Les toilettes et les douches des centres opérationnels d’Urgences-santé ont été bloquées par la direction en réponse aux moyens de pression des employés, une décision qui surprend le syndicat.

Des planches de bois ont été placardées sur les portes des toilettes dans les centres opérationnels de LaSalle, Saint-Léonard et Laval. La direction a mis à la disposition de ses employés des toilettes chimiques, comme on retrouve sur les chantiers de construction et dans les événements extérieurs.

«Je ne comprends pas pourquoi on procède de cette façon-là», a déclaré le président du syndicat d’Urgences-santé, Réjean Leclerc, en entrevue à LCN.

Le syndicat a présenté une liste des services essentiels. Le tribunal a déterminé que le ménage dans les centres opérationnels n’en fait pas partie, parce qu’il n’a pas d’incidence sur les services à la population.

«Cet épisode-là fait partie d’un contexte plus global», explique M. Leclerc. «C’est clair qu’Urgences-santé est indisposé présentement. La grève dérange. Nous, on est dans un créneau de légalité ; notre grève est légale. On maintient le service à la population.»
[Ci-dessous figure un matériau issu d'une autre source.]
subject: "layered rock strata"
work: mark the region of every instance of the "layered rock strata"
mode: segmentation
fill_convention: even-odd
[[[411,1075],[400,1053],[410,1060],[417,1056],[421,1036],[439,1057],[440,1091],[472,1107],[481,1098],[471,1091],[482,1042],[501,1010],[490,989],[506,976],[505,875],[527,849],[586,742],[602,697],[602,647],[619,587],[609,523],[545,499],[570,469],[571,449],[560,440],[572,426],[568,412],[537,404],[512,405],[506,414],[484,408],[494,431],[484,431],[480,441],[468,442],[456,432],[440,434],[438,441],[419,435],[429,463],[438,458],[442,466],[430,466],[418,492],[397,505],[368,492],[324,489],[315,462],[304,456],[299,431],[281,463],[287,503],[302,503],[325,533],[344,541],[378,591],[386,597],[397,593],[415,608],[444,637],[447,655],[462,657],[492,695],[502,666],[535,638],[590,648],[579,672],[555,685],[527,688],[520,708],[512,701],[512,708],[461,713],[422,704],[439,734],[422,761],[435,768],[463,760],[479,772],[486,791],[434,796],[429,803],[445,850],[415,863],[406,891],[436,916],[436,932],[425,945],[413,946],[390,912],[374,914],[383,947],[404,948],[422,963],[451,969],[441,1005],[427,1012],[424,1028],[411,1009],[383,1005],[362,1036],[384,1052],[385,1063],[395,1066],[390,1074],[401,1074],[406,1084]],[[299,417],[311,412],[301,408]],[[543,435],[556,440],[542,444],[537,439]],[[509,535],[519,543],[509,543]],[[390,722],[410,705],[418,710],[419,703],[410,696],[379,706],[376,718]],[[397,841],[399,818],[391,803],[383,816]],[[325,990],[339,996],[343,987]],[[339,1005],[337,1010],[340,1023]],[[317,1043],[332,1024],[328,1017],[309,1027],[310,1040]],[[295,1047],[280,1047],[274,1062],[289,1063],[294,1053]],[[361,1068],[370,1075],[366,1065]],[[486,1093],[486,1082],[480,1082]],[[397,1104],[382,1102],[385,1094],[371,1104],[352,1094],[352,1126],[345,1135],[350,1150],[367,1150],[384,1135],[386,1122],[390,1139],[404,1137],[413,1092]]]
Cette décision de la direction a beaucoup fait réagir les employés, a remarqué le président du syndicat, qui souligne qu’ils feront examiner l’aspect légal de ce geste dès lundi.

Une dizaine de rencontres ont eu lieu entre le syndicat et la partie patronale. Selon M. Leclerc, les négociations sont présentement «au point mort».

«On discute de toutes sortes de choses, mais dans un contexte où le gouvernement, en l’occurrence le Dr Barrette, insiste pour que la convention soit à coût nul, dit-il. C’est impossible d’évoluer dans un contexte comme celui-là.»

Les 960 employés d’Urgences-santé ont mis en place des moyens de pression il y a deux semaines. Entre autres, ils ne procèdent plus à la facturation comme auparavant et ne couvrent plus les événements culturels ou sportifs où la présence d’une équipe dédiée est demandée.

Le président syndical souligne toutefois que sur le terrain, rien n’a changé pour la population en terme de prestation de services.

«Le but, c’est de régler rapidement la convention, nos salaires, améliorer notre régime de retraite, régler la charge de travail, nos horaires, énumère Réjean Leclerc. Tous ces enjeux-là sont au coeur des discussions, qui ne mènent à rien pour l’instant. Il faut augmenter la pression.»

Un porte-parole d’Urgences-santé a indiqué à TVA Nouvelles que comme les employés de soutien sont en grève, le nombre de cadres n’est pas suffisant pour s’assurer du nettoyage adéquat des toilettes. Cette situation aurait été problématique lors d'une éventuelle inspection de la Commission des normes, de l'équité, de la santé et de la sécurité du travail (CNESST).

Un inspecteur de la CNESST doit d’ailleurs se rendre sur place lundi pour évaluer la situation.